Uncoupling growth and succinic acid production in an industrial Saccharomyces cerevisiae strain.

机构信息

Department of Biotechnology, Delft University of Technology, Delft, The Netherlands.

出版信息

Biotechnol Bioeng. 2021 Apr;118(4):1576-1586. doi: 10.1002/bit.27672. Epub 2021 Jan 21.

Abstract

This study explores the relation between biomass-specific succinic acid (SA) production rate and specific growth rate of an engineered industrial strain of Saccharomyces cerevisiae, with the aim to investigate the extent to which growth and product formation can be uncoupled. Ammonium-limited aerobic chemostat and retentostat cultures were grown at different specific growth rates under industrially relevant conditions, that is, at a culture pH of 3 and with sparging of a 1:1 CO -air mixture. Biomass-specific SA production rates decreased asymptotically with decreasing growth rate. At near-zero growth rates, the engineered strain maintained a stable biomass-specific SA production rate for over 500 h, with a SA yield on glucose of 0.61 mol mol . These results demonstrate that uncoupling of growth and SA production could indeed be achieved. A linear relation between the biomass-specific SA production rate and glucose consumption rate indicated the coupling of SA production rate and the flux through primary metabolism.
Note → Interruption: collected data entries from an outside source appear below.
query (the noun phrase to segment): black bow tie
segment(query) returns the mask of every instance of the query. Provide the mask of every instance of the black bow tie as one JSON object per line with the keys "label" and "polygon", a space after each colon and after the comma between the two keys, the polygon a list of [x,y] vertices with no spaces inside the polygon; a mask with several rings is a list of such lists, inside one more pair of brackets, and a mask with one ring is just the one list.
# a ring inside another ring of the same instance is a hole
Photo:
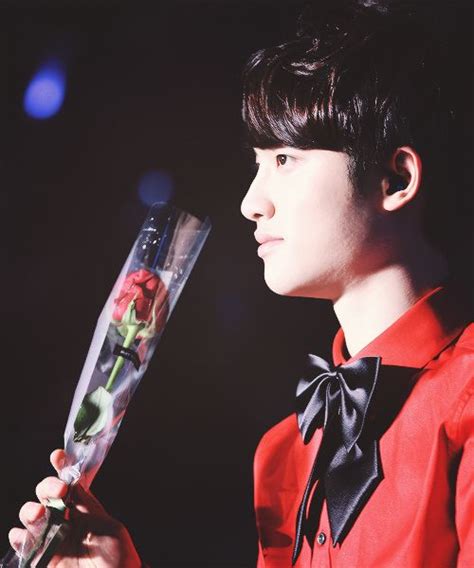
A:
{"label": "black bow tie", "polygon": [[301,379],[296,392],[298,425],[305,444],[316,428],[323,427],[324,433],[296,518],[293,564],[304,536],[310,542],[314,539],[311,531],[319,524],[324,499],[335,546],[344,540],[383,478],[377,440],[361,438],[380,361],[380,357],[364,357],[332,367],[321,357],[309,355],[310,378]]}

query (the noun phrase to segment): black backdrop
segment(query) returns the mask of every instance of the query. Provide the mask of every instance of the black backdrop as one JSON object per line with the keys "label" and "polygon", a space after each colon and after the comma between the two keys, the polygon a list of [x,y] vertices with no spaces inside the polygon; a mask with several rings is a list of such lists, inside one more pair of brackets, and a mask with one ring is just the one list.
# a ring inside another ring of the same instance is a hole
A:
{"label": "black backdrop", "polygon": [[[292,411],[299,359],[329,356],[337,328],[328,304],[266,289],[239,213],[241,69],[293,34],[299,8],[1,2],[2,549],[62,444],[96,318],[146,214],[138,180],[161,169],[213,231],[93,489],[152,565],[254,563],[254,449]],[[23,92],[51,55],[67,61],[67,96],[37,121]]]}

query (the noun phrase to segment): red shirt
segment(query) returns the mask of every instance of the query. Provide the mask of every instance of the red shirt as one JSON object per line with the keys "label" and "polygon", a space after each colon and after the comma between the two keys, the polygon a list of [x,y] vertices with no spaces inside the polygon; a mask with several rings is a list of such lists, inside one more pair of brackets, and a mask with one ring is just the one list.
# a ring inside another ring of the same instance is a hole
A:
{"label": "red shirt", "polygon": [[[421,298],[354,358],[344,334],[334,364],[367,356],[421,369],[380,439],[384,479],[341,545],[333,547],[326,505],[313,549],[304,539],[298,568],[474,567],[474,324],[456,294]],[[262,438],[255,455],[258,568],[289,568],[296,514],[321,442],[304,445],[296,415]]]}

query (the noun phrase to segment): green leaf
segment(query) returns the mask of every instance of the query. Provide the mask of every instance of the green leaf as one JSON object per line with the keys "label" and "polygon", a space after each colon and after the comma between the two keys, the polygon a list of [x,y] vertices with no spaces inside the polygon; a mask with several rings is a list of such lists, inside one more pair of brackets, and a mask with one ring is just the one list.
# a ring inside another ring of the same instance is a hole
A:
{"label": "green leaf", "polygon": [[84,397],[74,421],[74,441],[87,444],[107,425],[112,407],[112,395],[97,387]]}

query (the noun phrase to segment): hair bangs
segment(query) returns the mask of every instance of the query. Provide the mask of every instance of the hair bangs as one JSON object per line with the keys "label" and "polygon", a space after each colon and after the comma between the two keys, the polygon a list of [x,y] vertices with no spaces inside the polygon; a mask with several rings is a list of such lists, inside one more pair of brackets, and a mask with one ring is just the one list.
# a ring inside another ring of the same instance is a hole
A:
{"label": "hair bangs", "polygon": [[308,73],[305,65],[295,63],[306,59],[311,49],[310,40],[299,39],[250,58],[244,70],[242,115],[251,146],[347,149],[343,126],[348,121],[335,108],[334,69],[326,65]]}

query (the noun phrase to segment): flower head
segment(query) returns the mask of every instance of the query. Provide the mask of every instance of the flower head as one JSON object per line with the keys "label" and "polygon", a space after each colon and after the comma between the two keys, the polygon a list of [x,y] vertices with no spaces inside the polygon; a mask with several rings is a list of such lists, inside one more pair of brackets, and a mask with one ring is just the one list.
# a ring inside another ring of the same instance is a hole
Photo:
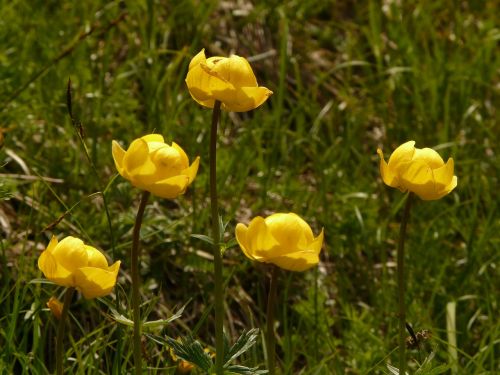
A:
{"label": "flower head", "polygon": [[411,191],[423,200],[442,198],[457,186],[453,175],[453,159],[446,164],[439,154],[430,148],[416,148],[414,141],[403,143],[389,158],[380,156],[380,174],[386,185],[402,192]]}
{"label": "flower head", "polygon": [[276,213],[236,225],[236,240],[245,255],[289,271],[305,271],[318,264],[323,230],[314,238],[311,227],[294,213]]}
{"label": "flower head", "polygon": [[189,63],[186,84],[193,99],[213,108],[216,100],[222,109],[246,112],[264,103],[272,91],[258,86],[248,61],[240,56],[205,57],[202,49]]}
{"label": "flower head", "polygon": [[62,286],[75,287],[85,298],[91,299],[111,293],[120,261],[108,266],[103,253],[85,245],[79,238],[68,236],[59,242],[53,236],[38,258],[38,268],[47,279]]}
{"label": "flower head", "polygon": [[161,197],[173,199],[184,194],[198,172],[200,158],[189,165],[184,150],[175,142],[163,142],[159,134],[135,139],[127,151],[113,141],[113,159],[118,172],[132,185]]}

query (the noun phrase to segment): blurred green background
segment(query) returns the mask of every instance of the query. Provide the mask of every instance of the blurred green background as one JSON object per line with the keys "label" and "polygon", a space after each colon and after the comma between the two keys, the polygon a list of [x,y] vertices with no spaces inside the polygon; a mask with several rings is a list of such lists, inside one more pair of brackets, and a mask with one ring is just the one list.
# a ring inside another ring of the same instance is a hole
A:
{"label": "blurred green background", "polygon": [[[210,232],[211,111],[184,84],[205,48],[248,58],[274,92],[255,111],[222,117],[227,240],[237,222],[273,212],[296,212],[315,233],[325,228],[319,267],[280,276],[283,373],[383,374],[396,362],[404,195],[382,183],[376,149],[388,157],[407,140],[453,157],[458,176],[450,195],[412,210],[407,319],[433,337],[410,351],[411,369],[430,355],[421,373],[500,373],[499,12],[496,0],[0,1],[1,372],[53,369],[56,321],[45,303],[62,289],[31,282],[52,234],[122,260],[116,294],[128,316],[139,191],[115,179],[111,141],[127,147],[150,132],[202,161],[185,196],[152,199],[146,210],[144,308],[149,320],[163,319],[189,300],[181,319],[154,333],[213,345],[210,247],[191,237]],[[80,129],[68,116],[69,78]],[[234,340],[265,322],[268,269],[238,247],[224,262]],[[117,350],[124,332],[113,306],[112,297],[75,299],[70,373],[131,368],[128,342]],[[263,368],[262,345],[241,363]],[[144,353],[153,373],[175,372],[167,348],[145,340]]]}

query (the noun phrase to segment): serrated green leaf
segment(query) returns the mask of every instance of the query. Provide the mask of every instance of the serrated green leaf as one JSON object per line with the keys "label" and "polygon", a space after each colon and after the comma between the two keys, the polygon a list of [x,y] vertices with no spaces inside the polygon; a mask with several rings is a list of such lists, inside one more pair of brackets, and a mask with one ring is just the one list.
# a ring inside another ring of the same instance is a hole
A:
{"label": "serrated green leaf", "polygon": [[212,358],[205,352],[201,344],[192,337],[188,336],[180,341],[167,337],[166,341],[177,357],[192,363],[205,372],[209,372],[212,368]]}
{"label": "serrated green leaf", "polygon": [[229,365],[229,363],[250,349],[255,344],[258,335],[259,330],[257,328],[243,332],[234,345],[226,351],[224,355],[224,366]]}

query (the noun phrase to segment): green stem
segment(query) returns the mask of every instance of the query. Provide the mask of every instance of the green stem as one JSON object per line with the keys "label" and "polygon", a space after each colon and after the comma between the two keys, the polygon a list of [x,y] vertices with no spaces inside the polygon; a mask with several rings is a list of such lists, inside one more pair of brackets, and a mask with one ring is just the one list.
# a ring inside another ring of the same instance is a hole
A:
{"label": "green stem", "polygon": [[401,227],[399,229],[399,242],[398,242],[398,302],[399,302],[399,373],[406,374],[406,356],[405,356],[405,323],[406,323],[406,310],[405,310],[405,238],[406,226],[410,218],[410,207],[412,201],[412,194],[408,193],[406,198],[405,210],[403,218],[401,219]]}
{"label": "green stem", "polygon": [[215,373],[223,374],[224,366],[224,286],[222,285],[222,255],[220,252],[219,207],[217,204],[217,125],[221,103],[216,100],[212,112],[210,132],[210,207],[212,211],[212,239],[215,283]]}
{"label": "green stem", "polygon": [[141,202],[135,218],[134,232],[132,238],[132,252],[130,256],[130,272],[132,273],[132,309],[134,318],[134,366],[136,375],[142,374],[142,354],[141,354],[141,301],[140,301],[140,278],[139,278],[139,237],[141,233],[142,218],[148,202],[150,193],[143,191]]}
{"label": "green stem", "polygon": [[267,296],[267,369],[269,375],[276,373],[276,337],[274,335],[274,310],[276,305],[276,292],[278,290],[278,267],[272,265],[271,282],[269,284],[269,294]]}
{"label": "green stem", "polygon": [[61,312],[61,318],[59,319],[59,326],[57,328],[57,337],[56,337],[56,374],[63,374],[63,340],[64,340],[64,331],[66,328],[66,317],[68,316],[69,305],[71,304],[71,298],[73,297],[73,293],[75,288],[66,289],[66,293],[64,294],[64,302],[63,309]]}

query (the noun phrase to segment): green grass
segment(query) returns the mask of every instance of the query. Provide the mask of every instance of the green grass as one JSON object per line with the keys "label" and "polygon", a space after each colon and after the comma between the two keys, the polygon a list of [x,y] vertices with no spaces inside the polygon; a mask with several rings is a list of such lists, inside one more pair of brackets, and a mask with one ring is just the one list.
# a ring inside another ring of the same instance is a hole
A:
{"label": "green grass", "polygon": [[[202,162],[185,196],[154,198],[146,210],[144,311],[149,320],[166,319],[190,301],[180,319],[150,332],[191,333],[214,345],[210,246],[190,236],[210,229],[211,112],[184,84],[201,48],[254,57],[259,83],[274,91],[251,113],[223,114],[218,184],[227,238],[237,222],[280,211],[298,213],[315,233],[325,228],[318,270],[281,274],[283,373],[388,374],[386,364],[396,365],[403,195],[383,185],[375,151],[388,155],[410,139],[453,157],[458,176],[450,195],[417,200],[412,210],[407,319],[433,338],[422,353],[410,352],[411,368],[432,350],[431,368],[500,373],[498,2],[250,5],[0,1],[0,373],[54,368],[56,321],[45,303],[62,289],[36,281],[52,233],[78,236],[123,261],[115,292],[130,317],[139,191],[114,179],[111,140],[128,145],[152,131]],[[92,164],[67,113],[69,77]],[[96,194],[104,188],[112,232]],[[237,247],[224,261],[225,324],[234,341],[265,324],[268,269]],[[449,302],[456,302],[457,362],[448,356]],[[131,371],[131,329],[114,321],[114,306],[114,296],[73,301],[68,373]],[[147,340],[144,351],[156,373],[175,372],[168,348]],[[259,340],[240,363],[263,368],[263,353]]]}

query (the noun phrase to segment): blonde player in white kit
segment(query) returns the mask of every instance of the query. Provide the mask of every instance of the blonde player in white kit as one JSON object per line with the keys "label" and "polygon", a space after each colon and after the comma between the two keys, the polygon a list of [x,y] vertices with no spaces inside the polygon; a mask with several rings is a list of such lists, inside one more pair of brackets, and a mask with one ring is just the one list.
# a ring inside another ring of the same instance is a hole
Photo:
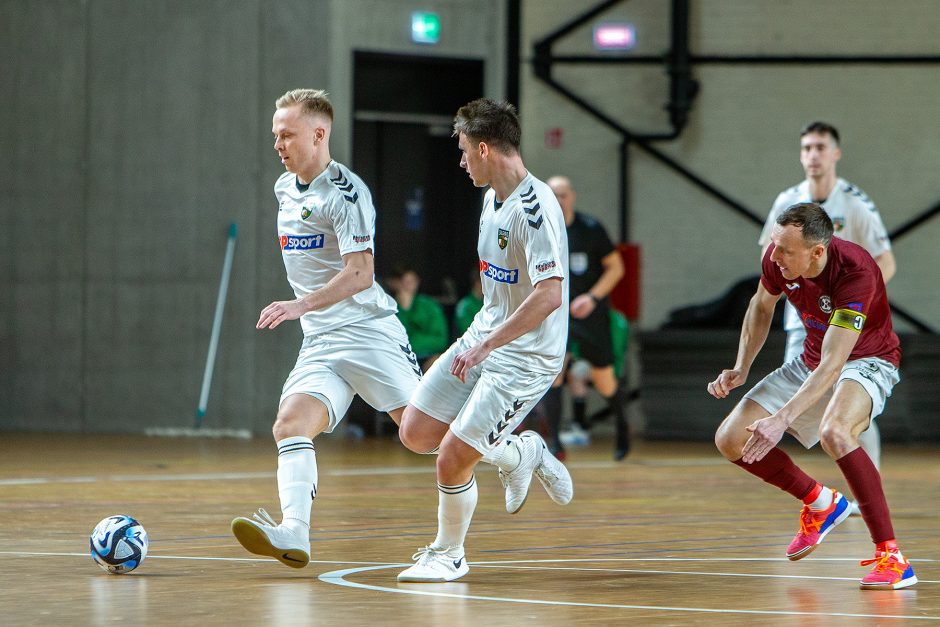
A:
{"label": "blonde player in white kit", "polygon": [[[800,131],[800,164],[806,179],[777,195],[758,243],[761,257],[770,245],[771,233],[777,217],[798,203],[814,202],[826,210],[832,220],[834,235],[854,242],[868,251],[881,268],[885,283],[897,269],[891,240],[875,203],[861,189],[836,174],[836,164],[842,158],[839,131],[826,122],[810,122]],[[800,314],[789,302],[784,309],[783,328],[787,332],[787,348],[783,362],[787,363],[803,353],[806,329]],[[859,443],[875,468],[881,466],[881,434],[873,420],[861,435]],[[851,503],[851,512],[858,515],[858,504]]]}
{"label": "blonde player in white kit", "polygon": [[460,165],[490,186],[477,251],[483,308],[431,367],[405,409],[399,435],[437,458],[437,537],[398,575],[443,582],[469,570],[464,539],[477,503],[474,468],[500,468],[506,509],[519,511],[534,473],[556,503],[573,495],[571,476],[542,438],[511,435],[561,371],[568,337],[568,241],[552,190],[519,155],[521,131],[505,102],[475,100],[457,112]]}
{"label": "blonde player in white kit", "polygon": [[273,428],[283,521],[263,509],[232,521],[242,546],[293,568],[310,561],[313,438],[336,427],[355,394],[400,423],[421,378],[395,301],[374,279],[369,189],[330,158],[332,121],[323,91],[297,89],[277,100],[274,148],[287,169],[274,186],[278,240],[297,298],[265,307],[257,328],[299,318],[304,339]]}

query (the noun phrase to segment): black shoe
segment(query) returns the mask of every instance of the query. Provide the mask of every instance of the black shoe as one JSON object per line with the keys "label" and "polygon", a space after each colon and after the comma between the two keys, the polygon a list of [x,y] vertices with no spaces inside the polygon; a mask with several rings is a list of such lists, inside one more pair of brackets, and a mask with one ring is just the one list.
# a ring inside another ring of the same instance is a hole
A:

The low culture pH resulted in an increased death rate, which was lowest at near-zero growth rates. Nevertheless, a significant amount of non-viable biomass accumulated in the retentostat cultures, thus underlining the importance of improving low-pH tolerance in further strain development for industrial SA production with S. cerevisiae.

摘要

本研究探讨了生物质特异性琥珀酸(SA)生产速率与酿酒酵母工程工业菌株比生长速率之间的关系,旨在研究生长和产物形成解耦的程度。在工业相关条件下,即在 pH 值为 3 和以 1:1 的 CO-空气混合物鼓泡的条件下,在不同比生长速率下进行了铵限制好氧恒化器和恒化器培养。生物质特异性 SA 生产速率随生长速率的降低而渐近降低。在接近零生长速率下,该工程菌株在超过 500 小时的时间内保持稳定的生物质特异性 SA 生产速率,葡萄糖的 SA 得率为 0.61 mol/mol。这些结果表明确实可以实现生长和 SA 生产的解耦。生物质特异性 SA 生产速率与葡萄糖消耗速率之间的线性关系表明 SA 生产速率与初级代谢通量偶联。低培养 pH 值导致死亡率增加,在接近零生长速率时最低。然而,在恒化器培养物中积累了大量的非存活生物质,因此强调了在进一步的菌株开发中提高耐低 pH 值的重要性,以用于酿酒酵母的工业 SA 生产。